Adaptive tuning of fractional order PID controllers for nonlinear processes using hybrid PSO DQN reinforcement learning

Journal article, 2025

This study presents an innovative adaptive non-linear fractional-order PID (FOPID) tuning methodology for a flow meter controller in a desalination plant, integrating a hybrid Particle Swarm Optimization (PSO) and Deep Q-Network (DQN)-based Reinforcement Learning (RL) strategy with a dynamic weighting mechanism to optimize control of non-linear systems with time delays and disturbances. By utilizing fractional-order parameters, the PSO-DQN-RL framework ensures global optimization and real-time adaptability under fluctuations in operational parameters.
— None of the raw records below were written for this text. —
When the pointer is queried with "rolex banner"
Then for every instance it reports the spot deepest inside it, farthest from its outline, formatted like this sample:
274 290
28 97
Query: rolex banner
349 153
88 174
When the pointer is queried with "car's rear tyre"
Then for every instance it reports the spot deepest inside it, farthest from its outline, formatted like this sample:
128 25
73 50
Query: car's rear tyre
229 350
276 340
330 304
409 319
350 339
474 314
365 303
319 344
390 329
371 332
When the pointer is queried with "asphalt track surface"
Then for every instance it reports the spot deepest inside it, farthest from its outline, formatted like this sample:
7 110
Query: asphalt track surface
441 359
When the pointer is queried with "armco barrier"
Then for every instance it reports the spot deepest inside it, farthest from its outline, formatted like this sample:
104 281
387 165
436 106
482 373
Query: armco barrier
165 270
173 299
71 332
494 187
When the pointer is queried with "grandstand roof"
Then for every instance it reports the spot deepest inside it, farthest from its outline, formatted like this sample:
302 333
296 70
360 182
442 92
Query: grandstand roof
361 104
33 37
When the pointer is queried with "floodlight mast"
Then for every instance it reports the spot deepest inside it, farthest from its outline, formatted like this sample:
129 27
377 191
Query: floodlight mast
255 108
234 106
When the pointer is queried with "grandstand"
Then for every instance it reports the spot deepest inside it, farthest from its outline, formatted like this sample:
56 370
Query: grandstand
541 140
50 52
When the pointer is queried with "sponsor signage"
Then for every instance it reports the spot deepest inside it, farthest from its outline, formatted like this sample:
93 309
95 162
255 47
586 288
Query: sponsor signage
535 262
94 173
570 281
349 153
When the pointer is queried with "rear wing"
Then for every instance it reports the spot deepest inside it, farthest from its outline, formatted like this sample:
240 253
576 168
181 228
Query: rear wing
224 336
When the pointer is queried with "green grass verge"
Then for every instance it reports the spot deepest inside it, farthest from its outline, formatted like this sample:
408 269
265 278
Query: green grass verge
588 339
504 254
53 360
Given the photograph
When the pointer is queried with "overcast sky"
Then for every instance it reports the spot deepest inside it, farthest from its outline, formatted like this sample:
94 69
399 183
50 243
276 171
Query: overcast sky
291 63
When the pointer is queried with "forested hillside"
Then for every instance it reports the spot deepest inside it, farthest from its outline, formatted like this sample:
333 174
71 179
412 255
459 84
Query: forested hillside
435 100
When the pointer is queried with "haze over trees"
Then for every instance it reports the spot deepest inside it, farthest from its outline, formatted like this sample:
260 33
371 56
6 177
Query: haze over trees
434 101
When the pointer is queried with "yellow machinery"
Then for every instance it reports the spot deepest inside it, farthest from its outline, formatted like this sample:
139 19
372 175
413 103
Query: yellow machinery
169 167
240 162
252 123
Results demonstrate superior performance over traditional methods and advanced techniques such as Genetic Algorithms (GA), Fuzzy Logic Controller (FLC), Neural Network-based PID (NN-PID), and PSO, offering faster response times, reduced overshoot, and minimal steady-state error compared to the slower and less precise outcomes of FLC, the static limitations of PSO, the rigid parameter settings of GA, and the inconsistent performance of NN. The hybrid method's enhanced robustness and dynamic parameter evolution surpass the modest adaptability of PSO. Despite its computational complexity, the offline-online balance and real-time GUI enable scalable deployment, positioning this scientifically novel approach as a benchmark for FOPID tuning in various applications.